My MPhil work considers the issue of subnational delegation in autocracies. Who do autocrats share power with? How do they judge their subordinates' abilities? My thesis, supervised by Katerina Tertytchnaya, approaches this question through studying variation in the tenure of akims (appointed governors and mayors) in Kazakhstan. Through computational techniques, I construct an original dataset of over 1100 akim tenures in regions and districts. The dataset is the first consolidated set of information on akim characteristics and includes a rich set of biographic information, including education and career history. I then link these data with local-level economic and political indicators to statistically examine the determinants of governor dismissal. I draw on this analysis to trace the mechanisms driving dismissal through fine-grained case studies of akim career paths. This work is generously funded by a four-year Economic and Social Research Council studentship awarded by the Grand Union Doctoral Training Programme.

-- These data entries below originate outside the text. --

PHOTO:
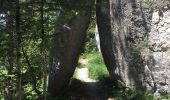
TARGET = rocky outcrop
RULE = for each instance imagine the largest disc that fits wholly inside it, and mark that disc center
(159, 44)
(134, 37)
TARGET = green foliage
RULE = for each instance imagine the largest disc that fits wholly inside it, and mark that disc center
(148, 2)
(96, 67)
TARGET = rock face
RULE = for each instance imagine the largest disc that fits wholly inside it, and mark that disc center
(134, 36)
(159, 44)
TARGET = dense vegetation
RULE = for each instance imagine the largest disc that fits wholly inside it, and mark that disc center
(27, 28)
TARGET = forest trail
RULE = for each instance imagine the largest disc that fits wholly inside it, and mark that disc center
(85, 88)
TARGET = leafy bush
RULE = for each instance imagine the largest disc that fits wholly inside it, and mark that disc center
(133, 94)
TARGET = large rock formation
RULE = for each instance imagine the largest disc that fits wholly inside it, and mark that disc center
(159, 44)
(134, 42)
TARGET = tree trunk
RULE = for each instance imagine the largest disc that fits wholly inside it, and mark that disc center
(65, 51)
(124, 27)
(18, 52)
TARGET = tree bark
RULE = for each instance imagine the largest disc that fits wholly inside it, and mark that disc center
(66, 48)
(18, 51)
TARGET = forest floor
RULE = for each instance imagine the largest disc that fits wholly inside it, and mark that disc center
(84, 88)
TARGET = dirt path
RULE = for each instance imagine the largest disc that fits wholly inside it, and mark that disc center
(85, 88)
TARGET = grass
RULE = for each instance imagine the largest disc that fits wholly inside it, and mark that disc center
(96, 67)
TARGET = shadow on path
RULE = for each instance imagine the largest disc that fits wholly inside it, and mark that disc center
(79, 90)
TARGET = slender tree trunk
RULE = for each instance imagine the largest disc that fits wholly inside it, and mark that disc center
(43, 51)
(18, 51)
(66, 48)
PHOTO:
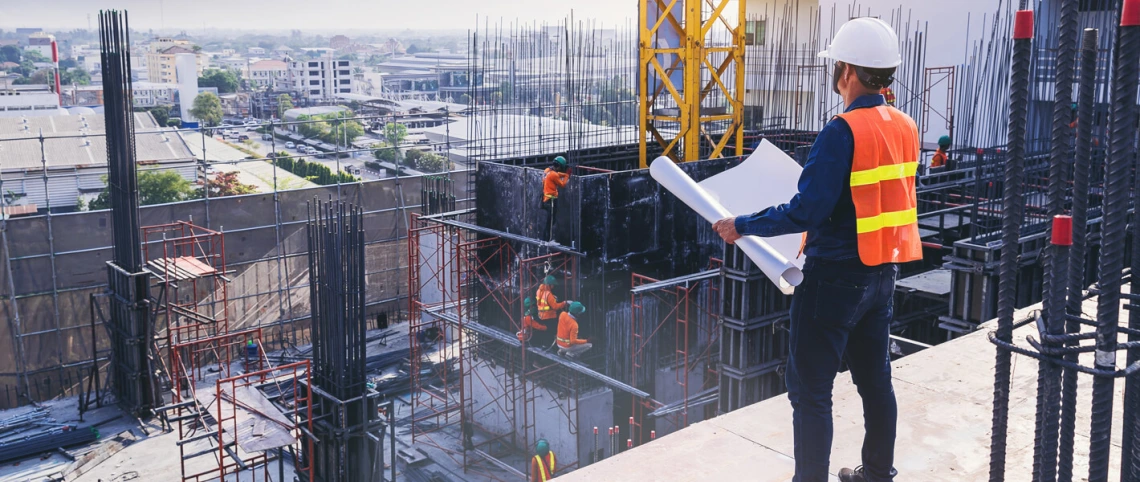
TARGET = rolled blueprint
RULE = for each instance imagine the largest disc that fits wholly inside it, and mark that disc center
(781, 271)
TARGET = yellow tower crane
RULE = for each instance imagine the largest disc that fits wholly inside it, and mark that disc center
(691, 80)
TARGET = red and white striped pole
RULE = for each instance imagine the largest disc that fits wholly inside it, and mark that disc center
(55, 60)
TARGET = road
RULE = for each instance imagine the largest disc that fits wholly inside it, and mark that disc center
(357, 161)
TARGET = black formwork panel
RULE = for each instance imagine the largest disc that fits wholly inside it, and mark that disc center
(974, 276)
(754, 334)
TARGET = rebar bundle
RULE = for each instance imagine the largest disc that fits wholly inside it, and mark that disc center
(336, 293)
(1076, 268)
(1011, 227)
(131, 331)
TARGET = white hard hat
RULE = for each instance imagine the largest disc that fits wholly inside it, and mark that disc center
(865, 42)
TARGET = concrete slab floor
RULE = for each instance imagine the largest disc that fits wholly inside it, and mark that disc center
(945, 406)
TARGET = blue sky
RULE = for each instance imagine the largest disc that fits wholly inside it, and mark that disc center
(307, 15)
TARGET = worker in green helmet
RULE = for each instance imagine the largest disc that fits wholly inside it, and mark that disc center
(543, 464)
(569, 343)
(554, 179)
(939, 156)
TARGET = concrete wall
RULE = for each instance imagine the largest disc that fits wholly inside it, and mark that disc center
(50, 266)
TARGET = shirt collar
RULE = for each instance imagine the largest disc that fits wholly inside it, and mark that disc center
(868, 100)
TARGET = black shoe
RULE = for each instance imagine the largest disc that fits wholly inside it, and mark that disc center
(849, 475)
(856, 475)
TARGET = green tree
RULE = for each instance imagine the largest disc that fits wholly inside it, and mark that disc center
(9, 54)
(284, 103)
(226, 184)
(224, 80)
(208, 108)
(431, 162)
(161, 114)
(395, 133)
(155, 187)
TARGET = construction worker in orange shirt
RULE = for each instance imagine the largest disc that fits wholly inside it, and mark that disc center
(939, 156)
(548, 304)
(569, 343)
(534, 333)
(554, 179)
(543, 464)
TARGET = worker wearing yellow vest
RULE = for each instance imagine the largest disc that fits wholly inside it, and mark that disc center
(543, 464)
(856, 201)
(548, 304)
(554, 179)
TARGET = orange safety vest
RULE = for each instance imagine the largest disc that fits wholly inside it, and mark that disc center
(884, 165)
(543, 471)
(546, 309)
(553, 181)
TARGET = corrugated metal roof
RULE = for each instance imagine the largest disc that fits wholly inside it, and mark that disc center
(19, 146)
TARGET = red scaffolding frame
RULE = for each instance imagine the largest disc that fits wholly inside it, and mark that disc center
(190, 362)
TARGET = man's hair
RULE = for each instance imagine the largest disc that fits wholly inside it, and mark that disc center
(874, 78)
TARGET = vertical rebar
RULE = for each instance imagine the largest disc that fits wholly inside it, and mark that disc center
(1055, 261)
(1117, 171)
(1011, 228)
(1077, 253)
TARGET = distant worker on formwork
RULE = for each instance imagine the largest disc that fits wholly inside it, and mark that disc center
(543, 464)
(888, 95)
(941, 156)
(554, 179)
(569, 343)
(548, 304)
(857, 204)
(535, 333)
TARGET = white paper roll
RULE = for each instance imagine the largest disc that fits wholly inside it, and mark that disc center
(781, 271)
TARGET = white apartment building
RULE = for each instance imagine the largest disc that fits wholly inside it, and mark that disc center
(271, 74)
(320, 79)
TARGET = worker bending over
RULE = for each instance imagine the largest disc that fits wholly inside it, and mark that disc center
(548, 304)
(534, 333)
(939, 156)
(856, 201)
(542, 465)
(554, 179)
(569, 344)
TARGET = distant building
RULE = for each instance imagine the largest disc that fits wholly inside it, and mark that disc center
(41, 43)
(78, 161)
(320, 79)
(339, 42)
(27, 100)
(160, 59)
(269, 74)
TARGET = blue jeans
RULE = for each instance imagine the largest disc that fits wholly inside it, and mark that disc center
(841, 312)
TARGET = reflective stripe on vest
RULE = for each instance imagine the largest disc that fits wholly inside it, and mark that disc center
(545, 471)
(882, 185)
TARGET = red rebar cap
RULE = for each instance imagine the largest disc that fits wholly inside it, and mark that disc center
(1063, 230)
(1023, 25)
(1130, 13)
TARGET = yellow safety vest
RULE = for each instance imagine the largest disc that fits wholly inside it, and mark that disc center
(545, 473)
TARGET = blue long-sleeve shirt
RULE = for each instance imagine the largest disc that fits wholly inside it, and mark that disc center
(823, 206)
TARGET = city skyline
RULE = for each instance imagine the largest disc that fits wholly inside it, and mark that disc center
(333, 15)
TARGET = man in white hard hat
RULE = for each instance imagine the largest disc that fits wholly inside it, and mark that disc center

I currently work as a research assistant on the UKRI/Horizon Europe-funded AUTHLIB project, led at Oxford by Stephen Whitefield, Spyros Kosmidis, and Zofia Stemplowska. I previously worked as a research assistant for Professor Lenka Buštíková's work on illiberalism in Ukraine and on the Oxford University Economic Recovery Project at the Smith School of Enterprise and the Environment.

Prior to starting on the MPhil, I received a first-class BA in Philosophy, Politics, and Economics from Oxford. My undergraduate thesis traced electoral reform under Leonid Kuchma’s competitive authoritarian regime in early 2000s Ukraine.